In these three poems, brought together under the unified title of “advisory: slight chances of silence”, the soundscape is integrated with imagery and memory. I have tried to explore here the ways in which soundscape is integrated into the everyday and the imaginations of the everyday. The poems are individually titled as follows:
● Home, tonight
● Of Wanting and that
● Choreography

In the first poem, "Home, tonight", I have tried to explore the soundscape of movement (in time, space), of nostalgia, of silences and the haunting quietude. In the second poem, "Of Wanting and that", sounds in the form of words open up a world of possibilities, of the possibility of inadvertently catching familiar sounds and entering new worlds through them. The third poem titled "Choreography" explores the musicality (or, the musical possibility) of the everyday, the mundane.

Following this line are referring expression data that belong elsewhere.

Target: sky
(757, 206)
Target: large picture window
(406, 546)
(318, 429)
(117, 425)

The three poems thread together a landscape of everyday sounds, and the imaginative turns that they can lead us to. They also explore the silences and the sound of emotive thoughts peeking through these silences; the ways in which we try to fill up sounds in silences even as we yearn for quietude. I have also tried to incorporate in the poetic space, as can be seen through the shape of the poems, reflections on the movement of the sound and quiet moments within and without. These poems rest heavily on enjambment in an attempt to look at the possibilities of different rhythmic continuities.

Artist Bio

Garima is currently based in Chennai. She is broadly interested in the areas of urban studies, queer studies, and literary studies. Her current research focuses more specifically on the spatiality of public transport. Apart from this, she enjoys reading poetry and fiction, and walking around.